On Feb 6, 2014, at 6:59 PM, Erich Blume <
blume...@gmail.com> wrote:
> Hmm, this one has me stumped. As best I can tell after poking at it using the column_reflect event, a custom dialect, etc. - the issue here is that in pysqlite.py we (in my Python 3.3 install) are selecting `sqlite3.dbapi2` as the dbapi interface, but we aren't telling sqlite3 anything about how to treat unicode errors. From what I am reading (but it seems inconsistent, maybe?) sqlite3 automatically decodes all database retrieved values from their bytes for text fields, returning unicode strings. Except... that doesn't always seem to be true. I hex-edited a db file to change the utf-8 string "hello" to "hell" + 0x92 and sqlite3 switched from returning "hello" to b"hell\x92", or something like that - I've been poking at this for so long I've lost track of that transcript.
>
> One can override sqlite3's text factory, apparently, with (for instance) `sqlite3.text_factory = lambda x: x.decode('utf-8', errors='ignore')`. Maybe the key is to try and find a way to trigger that from sqlalchemy? I tried and failed, maybe someone else can point me back to the path?
>
> Just to re-summarize the problem: In python 3, I'm getting errors trying to read a row from a sqlite database that has a TEXT column with an invalid utf-8 sequence (specifically, the singleton bye '0x92'). I'd love to just have sqlalchemy move along and ignore the byte, but I'm not clear how to do that.

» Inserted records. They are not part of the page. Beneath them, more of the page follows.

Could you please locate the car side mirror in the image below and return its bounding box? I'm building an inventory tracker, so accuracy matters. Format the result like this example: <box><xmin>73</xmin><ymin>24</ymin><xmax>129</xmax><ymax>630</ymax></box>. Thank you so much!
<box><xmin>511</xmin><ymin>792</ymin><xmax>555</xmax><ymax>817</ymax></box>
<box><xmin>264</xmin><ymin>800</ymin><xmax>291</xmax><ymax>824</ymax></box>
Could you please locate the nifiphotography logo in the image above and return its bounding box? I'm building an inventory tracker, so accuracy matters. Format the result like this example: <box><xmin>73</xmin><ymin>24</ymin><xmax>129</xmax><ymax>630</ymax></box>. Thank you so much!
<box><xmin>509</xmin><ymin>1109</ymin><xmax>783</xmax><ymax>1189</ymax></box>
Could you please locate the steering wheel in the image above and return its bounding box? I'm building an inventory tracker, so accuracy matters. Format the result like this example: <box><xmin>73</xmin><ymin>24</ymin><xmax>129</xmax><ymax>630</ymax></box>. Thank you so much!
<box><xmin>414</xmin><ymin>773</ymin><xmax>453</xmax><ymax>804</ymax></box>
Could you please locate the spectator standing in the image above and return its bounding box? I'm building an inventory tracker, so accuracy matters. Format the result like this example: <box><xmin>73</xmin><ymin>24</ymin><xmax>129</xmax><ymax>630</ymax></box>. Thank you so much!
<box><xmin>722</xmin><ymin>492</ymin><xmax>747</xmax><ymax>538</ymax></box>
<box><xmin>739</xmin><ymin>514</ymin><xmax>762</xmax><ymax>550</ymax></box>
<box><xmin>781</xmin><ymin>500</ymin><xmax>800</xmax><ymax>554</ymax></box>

Pysqlite (e.g. sqlite3 module) returns TEXT as Python unicode out of the gate. That exception message is being raised by sqlite3 itself, SQLAlchemy is just a pass-through, as the string type knows on sqlite that the value is already unicode.
you might need to CAST() the value as BINARY perhaps, not sure. You’d first want to get a plain sqlite3 script to do what you want. Setting a “text_factory” at the module level of sqlite3 is certainly easy enough but that seems way too broad. Ideally you’d want to be able to get the value on a per-column basis.